Tomatoes are another recurring subject, used by Muhammad to illustrate how protracted trade disputes in perishable foods play out for growers, importers and consumers. In his coverage of the tomato trade dispute between the US and Mexico, he explains how proposed tariffs and suspension agreements affect cross-border shipments and price stability. He follows the history of the dispute and the scheduled tariff increases, showing how policy decisions made in trade negotiations ripple through planting decisions, investment in greenhouse and field production, and ultimately supermarket prices. The piece reflects his broader approach: starting from a specific commodity fight, then widening the frame to show what the dispute reveals about agricultural trade governance and the leverage different producer groups hold.

Tennessee soybean farmers and better prices

Row crops and farmer economics feature strongly in Muhammad’s recent work, particularly in his writing on soybean producers. In his article on Tennessee soybean farmers getting a morale boost from better prices, he uses local farm experiences to illustrate how global demand shifts and tariff policies shape income prospects and risk. He situates improved prices within a volatile backdrop of trade disputes and retaliatory measures affecting US row crop exports, tying individual producer sentiment to the structural pressures documented in broader analyses of tariff policy impacts on agricultural commodities. The coverage balances on-the-ground perspectives with export and price data, giving readers both a sense of farmer optimism and a clear view of how quickly conditions can change when trade rules or foreign demand move.

US agricultural export trends and China’s impact

Muhammad also writes directly about US agricultural export trends, focusing on China’s role in the overall trade balance. In his work on China’s impact on the US trade deficit, he explains how shifts in Chinese import demand alter export opportunities for US agricultural sectors and change the composition of the trade deficit. He brings in trade statistics and historical patterns to show how commodity-specific changes, such as altered buying patterns in grains or meat, aggregate into national-level trade outcomes. This export focus aligns with his wider research on international trade and global food demand, where he models import demand elasticities across major agricultural, food and forest sectors to understand price and quantity responses to policy or market shocks. His writing for The Conversation distills these technical themes into accessible narratives about why certain crops and products see sudden export booms or contractions and what that means for long-term planning in agriculture.
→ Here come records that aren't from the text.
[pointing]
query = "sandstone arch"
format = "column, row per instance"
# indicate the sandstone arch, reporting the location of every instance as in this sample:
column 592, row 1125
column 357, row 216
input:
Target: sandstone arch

Food, drink and trade policy beyond a single commodity

Beyond staple foods, Muhammad has examined how trade policy reshapes markets for products like whiskey, using high-profile disputes to illustrate the reach of tariffs and trade wars into everyday goods. In his work on whiskey, Brexit and the trade war, he shows how changes in trade relations between the US, the UK and the European Union affect distillers, exporters and consumers, extending his agricultural trade lens into the broader food and drink economy. His public profiles describe him as a professor of agricultural economics and Blasingame Chair of Excellence in agricultural policy at the University of Tennessee, with a specialization in international trade and global food demand. He has written dozens of journal articles and reports on agricultural trade and policy and serves in editorial roles for food distribution research, which informs the depth of data and economic reasoning in his journalism. He also appears as a podcast guest to discuss climate, environment and food, bringing trade perspectives into wider conversations about sustainability and food systems. Across outlets, the through-line is a consistent focus on how trade rules, tariffs and global demand patterns shape commodity markets, farm incomes and consumer prices in the food and drink sectors.